The Catholic Church Could Face Thousands of New Cases and $4 Billion+ in Payouts
Rules enacted in 15 states that extend or suspend the statute of limitations, which allow claims stretching back decades to move forward, are bringing a new wave of lawsuits alleging sexual abuse by clergy, according to the Associated Press.
The Associated Press reported that the nation’s clergy sexual abuse crisis could be more wholly unearthed, while the Roman Catholic Church could potentially face more than 5,000 new cases and payouts exceeding $4 billion.
New York, California, and New Jersey are among the eight states that have “lookback windows” that allow such claims no matter how old.
“It’s like a whole new beginning for me,” said Nancy Holling-Lonnecker, 71, of San Diego.

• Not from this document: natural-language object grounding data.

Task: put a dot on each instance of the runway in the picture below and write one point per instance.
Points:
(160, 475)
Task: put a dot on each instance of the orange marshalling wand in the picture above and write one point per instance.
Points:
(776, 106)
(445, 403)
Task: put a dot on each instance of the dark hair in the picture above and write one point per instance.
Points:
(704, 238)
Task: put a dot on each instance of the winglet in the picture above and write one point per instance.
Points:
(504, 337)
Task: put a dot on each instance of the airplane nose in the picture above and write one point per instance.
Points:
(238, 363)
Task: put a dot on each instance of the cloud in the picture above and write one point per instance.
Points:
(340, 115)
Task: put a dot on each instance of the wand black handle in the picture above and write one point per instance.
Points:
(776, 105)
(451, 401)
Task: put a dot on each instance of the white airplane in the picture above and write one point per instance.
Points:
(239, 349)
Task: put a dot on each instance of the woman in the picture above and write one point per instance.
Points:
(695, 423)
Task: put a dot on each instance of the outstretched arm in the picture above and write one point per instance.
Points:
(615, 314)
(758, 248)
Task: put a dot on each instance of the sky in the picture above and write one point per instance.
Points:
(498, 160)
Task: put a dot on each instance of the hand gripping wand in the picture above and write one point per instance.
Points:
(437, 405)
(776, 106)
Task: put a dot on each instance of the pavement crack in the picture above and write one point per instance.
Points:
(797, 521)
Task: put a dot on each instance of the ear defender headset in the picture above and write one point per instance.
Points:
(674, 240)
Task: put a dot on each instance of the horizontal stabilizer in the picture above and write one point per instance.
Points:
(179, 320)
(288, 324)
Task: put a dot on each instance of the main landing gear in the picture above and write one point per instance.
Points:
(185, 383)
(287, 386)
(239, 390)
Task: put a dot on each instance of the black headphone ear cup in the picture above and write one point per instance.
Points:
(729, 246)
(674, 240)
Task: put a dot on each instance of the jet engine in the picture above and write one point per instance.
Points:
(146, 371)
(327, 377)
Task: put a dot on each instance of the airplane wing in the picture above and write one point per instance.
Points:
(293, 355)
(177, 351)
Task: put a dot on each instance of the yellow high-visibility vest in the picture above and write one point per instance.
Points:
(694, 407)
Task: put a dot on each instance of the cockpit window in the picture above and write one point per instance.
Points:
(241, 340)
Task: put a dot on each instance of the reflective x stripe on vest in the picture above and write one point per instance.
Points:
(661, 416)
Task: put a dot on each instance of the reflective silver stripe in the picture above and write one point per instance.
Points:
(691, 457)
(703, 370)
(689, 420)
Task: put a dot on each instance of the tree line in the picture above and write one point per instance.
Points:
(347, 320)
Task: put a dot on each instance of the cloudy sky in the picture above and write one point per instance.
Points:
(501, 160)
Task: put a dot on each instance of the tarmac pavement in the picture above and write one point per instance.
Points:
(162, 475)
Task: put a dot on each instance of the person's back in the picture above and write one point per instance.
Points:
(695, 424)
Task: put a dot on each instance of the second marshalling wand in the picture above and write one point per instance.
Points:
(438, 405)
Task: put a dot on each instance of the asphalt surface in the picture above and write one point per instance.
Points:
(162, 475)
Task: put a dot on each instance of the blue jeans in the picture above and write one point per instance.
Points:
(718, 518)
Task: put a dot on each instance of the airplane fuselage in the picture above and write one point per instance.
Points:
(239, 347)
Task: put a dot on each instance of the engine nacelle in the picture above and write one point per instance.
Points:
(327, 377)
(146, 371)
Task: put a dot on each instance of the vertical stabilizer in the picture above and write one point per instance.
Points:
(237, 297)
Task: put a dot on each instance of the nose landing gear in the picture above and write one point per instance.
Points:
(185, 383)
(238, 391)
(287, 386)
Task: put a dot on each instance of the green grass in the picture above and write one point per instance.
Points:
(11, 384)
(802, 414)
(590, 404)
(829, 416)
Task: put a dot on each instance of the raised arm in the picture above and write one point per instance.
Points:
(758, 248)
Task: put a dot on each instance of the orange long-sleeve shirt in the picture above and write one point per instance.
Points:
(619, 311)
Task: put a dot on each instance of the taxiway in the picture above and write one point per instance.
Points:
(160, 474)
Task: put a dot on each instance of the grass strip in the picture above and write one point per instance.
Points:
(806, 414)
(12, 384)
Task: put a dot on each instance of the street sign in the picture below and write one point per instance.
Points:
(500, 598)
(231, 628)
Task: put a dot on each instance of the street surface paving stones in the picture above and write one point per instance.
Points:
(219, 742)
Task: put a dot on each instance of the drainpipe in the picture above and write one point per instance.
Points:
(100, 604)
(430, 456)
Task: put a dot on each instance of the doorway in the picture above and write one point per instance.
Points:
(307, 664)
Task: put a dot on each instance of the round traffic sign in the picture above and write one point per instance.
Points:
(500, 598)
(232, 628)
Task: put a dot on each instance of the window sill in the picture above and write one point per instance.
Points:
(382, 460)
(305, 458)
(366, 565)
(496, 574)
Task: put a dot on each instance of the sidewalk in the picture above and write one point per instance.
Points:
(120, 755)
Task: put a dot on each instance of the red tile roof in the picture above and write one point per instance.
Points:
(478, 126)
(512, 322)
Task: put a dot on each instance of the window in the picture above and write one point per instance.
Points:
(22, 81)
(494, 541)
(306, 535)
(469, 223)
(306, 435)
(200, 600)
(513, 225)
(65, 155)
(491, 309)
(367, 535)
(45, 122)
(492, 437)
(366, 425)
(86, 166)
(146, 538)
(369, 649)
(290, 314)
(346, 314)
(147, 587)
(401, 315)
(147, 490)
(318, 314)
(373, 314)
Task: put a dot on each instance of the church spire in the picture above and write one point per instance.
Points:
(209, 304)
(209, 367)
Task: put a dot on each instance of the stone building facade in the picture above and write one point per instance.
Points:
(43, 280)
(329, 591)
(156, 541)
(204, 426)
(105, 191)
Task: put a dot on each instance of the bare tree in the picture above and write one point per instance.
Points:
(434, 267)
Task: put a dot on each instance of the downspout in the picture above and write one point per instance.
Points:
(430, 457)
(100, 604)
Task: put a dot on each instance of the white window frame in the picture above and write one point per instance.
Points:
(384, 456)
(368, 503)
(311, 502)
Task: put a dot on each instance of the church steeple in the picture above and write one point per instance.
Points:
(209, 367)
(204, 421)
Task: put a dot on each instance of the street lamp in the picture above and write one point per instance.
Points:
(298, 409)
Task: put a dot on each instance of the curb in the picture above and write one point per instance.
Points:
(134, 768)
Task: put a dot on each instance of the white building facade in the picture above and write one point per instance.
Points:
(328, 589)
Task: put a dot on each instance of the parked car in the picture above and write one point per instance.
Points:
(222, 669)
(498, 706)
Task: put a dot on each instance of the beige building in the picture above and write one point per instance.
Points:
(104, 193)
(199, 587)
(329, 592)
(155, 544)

Her claim dates back to the 1950s, when she says a priest repeatedly raped her in a confession booth beginning when she was 7 years old.
“The survivors coming forward now have been holding on to this horrific experience all of their lives,” she said. “They bottled up those emotions all of these years because there was no place to take it.”
The Catholic Church spent millions of dollars lobbying lawmakers for decades and argued that the system would be swamped with lawsuits if time limits on suing were lifted.
Bankruptcy is becoming an increasingly appealing option for many church arms. When a diocese files for bankruptcy, lawsuits are suspended and owed payments are frozen. It can also leave abuse survivors without a sense of justice.
“They want to see how the church allowed them to be abused, how they ruined their lives. The church is solely in possession of the information and there is no other way to get it,” lawyer Adam Slater said. “It’s a different process in bankruptcy -- you don’t get discovery and you don’t get it in compensation programs. The truth never comes to light.”